On a typical day, students come to class having read and responded to assigned scenes. This gives students a basic knowledge of what is happening in the scene, and we can then work on a closer reading in class to tease out the more subtle details. Through this process, the students’ first (and probably second) reading of a scene is to gather an understanding of the plot, while their subsequent readings allow them to look at the language to infer the deeper meaning of the text.
A good starting place is the speech that Claudius (Hamlet’s uncle/new step-father and king) gives to the people of Denmark. On the surface, it appears to be your typical state of the union address, but a closer look reveals how Claudius really feels about Hamlet. With a little help, students can notice that Claudius continues to use the formal royal “we” even when addressing Hamlet, his relative. They can also pick out many uses of antithesis, juxtapositions, and oxymorons in the speech, all of which lead them to the conclusion that Claudius seems a bit dubious in regards to his care for Hamlet and his sorrow over the death of his brother.
Through close reading, students also enjoy discovering how Hamlet uses puns to articulate his true feelings, while appearing to be the obedient prince on the surface. For example, when Claudius asks him in regard to mourning his father, “How it is that the clouds still hang on you, Hamlet replies, “Not so, my lord.

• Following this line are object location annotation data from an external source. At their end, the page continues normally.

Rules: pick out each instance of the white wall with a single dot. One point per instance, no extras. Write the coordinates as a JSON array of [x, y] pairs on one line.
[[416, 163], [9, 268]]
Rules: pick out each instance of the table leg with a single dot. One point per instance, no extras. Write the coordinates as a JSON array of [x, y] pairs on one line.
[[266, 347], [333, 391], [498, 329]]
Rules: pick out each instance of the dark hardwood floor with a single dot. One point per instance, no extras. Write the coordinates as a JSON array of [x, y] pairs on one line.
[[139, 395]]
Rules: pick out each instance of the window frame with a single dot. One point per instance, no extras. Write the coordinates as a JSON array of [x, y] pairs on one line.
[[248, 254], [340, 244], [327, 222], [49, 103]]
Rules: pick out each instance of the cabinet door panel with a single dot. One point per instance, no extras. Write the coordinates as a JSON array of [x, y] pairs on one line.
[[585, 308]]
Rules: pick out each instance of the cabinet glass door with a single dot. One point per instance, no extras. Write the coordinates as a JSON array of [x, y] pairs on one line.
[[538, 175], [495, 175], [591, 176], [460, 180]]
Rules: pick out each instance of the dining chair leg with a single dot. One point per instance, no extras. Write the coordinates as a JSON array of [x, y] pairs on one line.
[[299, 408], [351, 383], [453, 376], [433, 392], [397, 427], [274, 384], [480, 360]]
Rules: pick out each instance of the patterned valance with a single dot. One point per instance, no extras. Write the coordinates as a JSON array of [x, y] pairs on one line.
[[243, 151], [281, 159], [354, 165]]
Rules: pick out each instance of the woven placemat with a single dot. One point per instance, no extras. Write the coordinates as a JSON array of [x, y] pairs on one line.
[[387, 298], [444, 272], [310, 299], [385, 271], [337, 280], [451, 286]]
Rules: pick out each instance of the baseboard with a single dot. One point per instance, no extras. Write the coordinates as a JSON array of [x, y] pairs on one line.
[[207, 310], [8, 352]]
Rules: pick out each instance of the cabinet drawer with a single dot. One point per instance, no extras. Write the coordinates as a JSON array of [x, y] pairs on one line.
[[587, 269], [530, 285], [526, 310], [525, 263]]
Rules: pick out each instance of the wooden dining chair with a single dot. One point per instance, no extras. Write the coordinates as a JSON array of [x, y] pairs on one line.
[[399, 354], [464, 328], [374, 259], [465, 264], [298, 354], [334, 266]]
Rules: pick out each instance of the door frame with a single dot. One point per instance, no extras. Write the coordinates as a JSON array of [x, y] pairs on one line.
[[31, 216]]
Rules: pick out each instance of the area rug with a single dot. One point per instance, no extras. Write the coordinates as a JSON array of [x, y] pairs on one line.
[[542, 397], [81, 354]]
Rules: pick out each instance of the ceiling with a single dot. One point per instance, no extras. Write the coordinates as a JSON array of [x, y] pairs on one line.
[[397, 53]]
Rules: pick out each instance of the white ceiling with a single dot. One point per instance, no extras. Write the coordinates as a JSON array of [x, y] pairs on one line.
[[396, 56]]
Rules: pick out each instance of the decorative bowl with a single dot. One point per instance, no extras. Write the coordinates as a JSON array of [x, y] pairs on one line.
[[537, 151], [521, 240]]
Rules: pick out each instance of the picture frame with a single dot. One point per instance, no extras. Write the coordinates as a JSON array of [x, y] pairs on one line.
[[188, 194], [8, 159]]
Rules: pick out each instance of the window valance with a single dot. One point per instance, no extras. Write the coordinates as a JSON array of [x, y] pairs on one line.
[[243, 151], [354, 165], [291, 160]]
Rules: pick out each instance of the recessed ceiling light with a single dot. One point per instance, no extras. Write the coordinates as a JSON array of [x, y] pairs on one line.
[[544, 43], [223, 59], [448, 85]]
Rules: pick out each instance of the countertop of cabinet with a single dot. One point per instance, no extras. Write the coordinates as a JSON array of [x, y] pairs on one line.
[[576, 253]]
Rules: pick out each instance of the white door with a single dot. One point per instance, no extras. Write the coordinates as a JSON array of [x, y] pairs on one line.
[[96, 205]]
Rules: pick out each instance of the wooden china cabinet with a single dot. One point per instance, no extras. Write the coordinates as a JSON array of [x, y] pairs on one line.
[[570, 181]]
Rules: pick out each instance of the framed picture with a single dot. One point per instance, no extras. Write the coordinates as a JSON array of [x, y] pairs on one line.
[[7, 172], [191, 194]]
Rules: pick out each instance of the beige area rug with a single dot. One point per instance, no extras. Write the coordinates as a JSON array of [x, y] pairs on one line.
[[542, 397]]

I am too much in the sun.” Almost every student can see the play on the word “sun,” where Hamlet appears to be telling Claudius that he is fine, yet at the same time admitting that he isn’t because he is too much his father’s “son.” My students love uncovering these double meanings throughout the play, and, because they are your typical adolescents, the fact that some of Hamlet’s puns are rather bawdy doesn’t hurt either. It is only through the act of repeated and close reading that students are able to unearth these interesting uses of language and get to the core of Hamlet’s feelings and emotions.
Another activity that I use to get students reading closer and deeper is “physicalizing” a soliloquy. This activity requires students to think not only about what Hamlet is saying, but about how he gets that meaning across. We start with the first soliloquy that begins “O, that this too, too sullied flesh would melt.” In groups of three or four, students comb through the speech looking for the imagery and language patterns that stand out and help to convey the message that Hamlet is heartbroken over his current family situation. Their task is to highlight the imagery and bring this soliloquy to life. The groups can do this through the use of props, drawings, or students posing as statues. For example, while one student, acting as the narrator, reads the word “sullied,” another group member can hold up a drawing of a dirty old sock. And when the narrator gets to the word “melt,” other students in the group can pantomime a melting ice cube. This activity not only helps students “see” what Hamlet is saying, but it prompts wonderful discussion about how imagery can convey different shades of meaning.
As the story of Hamlet unfolds, some students find Hamlet to be cautious and smart in his quest to avenge his father’s death, while others start to view him as an overdramatic whiner. Whatever their opinion of the title character is, by the end of the play my students have plenty of evidence to support their view as a result of the close reading we have done. We have weighed and reflected upon Shakespeare’s words and sentences, and they have helped us get better acquainted with one of his most famous characters.